With a four year undergraduate degree in BME, you are more than ready to go out into the working world and show companies what top-notch engineers UW BME grads are. Another great idea is to stick around for the one-year Master’s Program, to hone in your focus and specialize in on particular track of BME (Bioinstrumentation, Biomechanics, Biomaterials/ Tissue Engineering). Believe it or not, even heavily research-oriented tracks like Biomaterials have a place in industry. So don’t think just because the fields are new means you have to stay in academia. There are R&D positions at companies like Kimberly-Clark, where you can work with other engineers, IP experts, and even marketing on developing a particular product in a similar way to BME design projects. This can be much different than working in a small academic setting, under one principal investigator.

Where to start

Look for a position early and often
This means looking during the summer and as soon as the semester starts. The Career Fair is at the end of September, which means it sneaks up on you pretty fast. So be ready to go with your résumé. BMES does a résumé building workshop before the Career Fair every fall. Engineering Career Services is a great way to find out which companies are currently hiring BMEs. You need to be a member of ECS so look out for their New Member Meetings, which will be a week or so before the Fall Career Fair, which again, is early in the semester.

Talk to upperclassmen in BMES

This is an excellent way to find out where BMEs get hired and where people enjoy working. Networking will seriously be a huge aid in getting a position. Whether you are looking for a full-time position, summer internship, or co-op, you want to be constantly vigilant of potential job opportunities. The biggest favor you can do for yourself is to gain work experience. I know it sounds like the vicious cycle of “I need to get a job to get a job,” but sinking your teeth into an internship in engineering, even if it’s not in your track, will do you wonders at the Career Fair and in an interview. Again, current upperclassmen provide insight into a company and even a potential recommendation there. This will give you a leg-up on other candidates to secure that crucial first job. After that the rest is easy.

Internships vs. Co-ops

First off, both a summer internship (10-12 weeks) and a co-op (both a summer and a semester) are excellent experiences to have. Showing companies that you are capable of being relied upon for 3-6 months reflects what they are looking for most in a candidate: hard work and dedication. So, even if you are biomechanics, taking an instrumentation-based internship or co-op will put you well ahead of the competition for an actual biomechanics position.

Now, although postponing your studies for a semester and doing a co-op may seemingly “mess with” your scheduling plans, it is without a doubt a worthwhile experience. Since you are around for twice as long as an intern, you are trusted with more and can take on more in-depth projects. It also shows companies you are serious about working if you are willing to take a semester off to work in industry. Because, everyone will work over the summer, but not everyone will take a co-op; this will make you stand out.

Stay in contact with your employers
Many like to hire interns and co-ops for full-time positions since they’ve already invested the time and money to train you. Your understanding of the company and hard work are valuable assets to both you and the company.

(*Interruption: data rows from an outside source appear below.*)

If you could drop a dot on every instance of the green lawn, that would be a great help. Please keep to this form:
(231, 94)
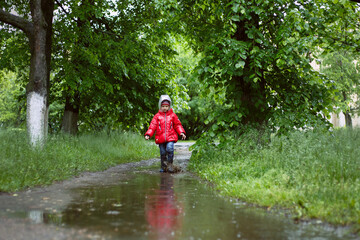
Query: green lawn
(65, 156)
(317, 175)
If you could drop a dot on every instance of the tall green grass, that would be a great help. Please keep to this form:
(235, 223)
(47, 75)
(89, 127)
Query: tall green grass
(65, 156)
(317, 175)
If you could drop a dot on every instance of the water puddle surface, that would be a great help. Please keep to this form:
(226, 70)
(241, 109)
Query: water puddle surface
(146, 204)
(178, 206)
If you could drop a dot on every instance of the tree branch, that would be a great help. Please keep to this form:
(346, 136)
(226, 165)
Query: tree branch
(17, 22)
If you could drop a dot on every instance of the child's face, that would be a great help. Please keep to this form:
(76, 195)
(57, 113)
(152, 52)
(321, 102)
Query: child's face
(164, 108)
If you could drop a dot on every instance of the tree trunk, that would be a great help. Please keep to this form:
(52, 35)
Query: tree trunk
(348, 121)
(71, 116)
(39, 81)
(39, 32)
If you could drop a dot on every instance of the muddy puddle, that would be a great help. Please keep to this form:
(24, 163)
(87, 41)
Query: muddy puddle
(145, 204)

Branch out and try new things

You have a few summers to be an intern or co-op, so give a few different types of positions a try. Some great BME jobs are software verification and validation (GE, Ikaria), knee and hip design (Biomet, co-op), healthcare operations management (GE), among many others. Having unique and varying experiences makes you different from other candidates when you finally graduate and go out into the working world.


The Fall Career Fair is one of your best bets to get a full-job your senior year. It’s a unique opportunity to get a large numbers of employers, who you know are looking to hire, in one building. This means take advantage of it! First off, look ECS to email the list of employers out before the fair, and do your homework on them. Show them you have taken interest in them and know about what they do and what their products are.

Looking on ECS’s website once you’ve graduated is still a wonderful resource to find which companies are looking for full-time hires. So send them a cover letter and show your interest. Keep pursuing companies with follow-up emails at appropriate times (a couple of weeks). This will display your professionalism as well as reiterate your interest in them.

Getting a job can be difficult, but using your resources (networking, classmates, former co-workers, ECS) will all give you more than a fighting chance to make it in industry.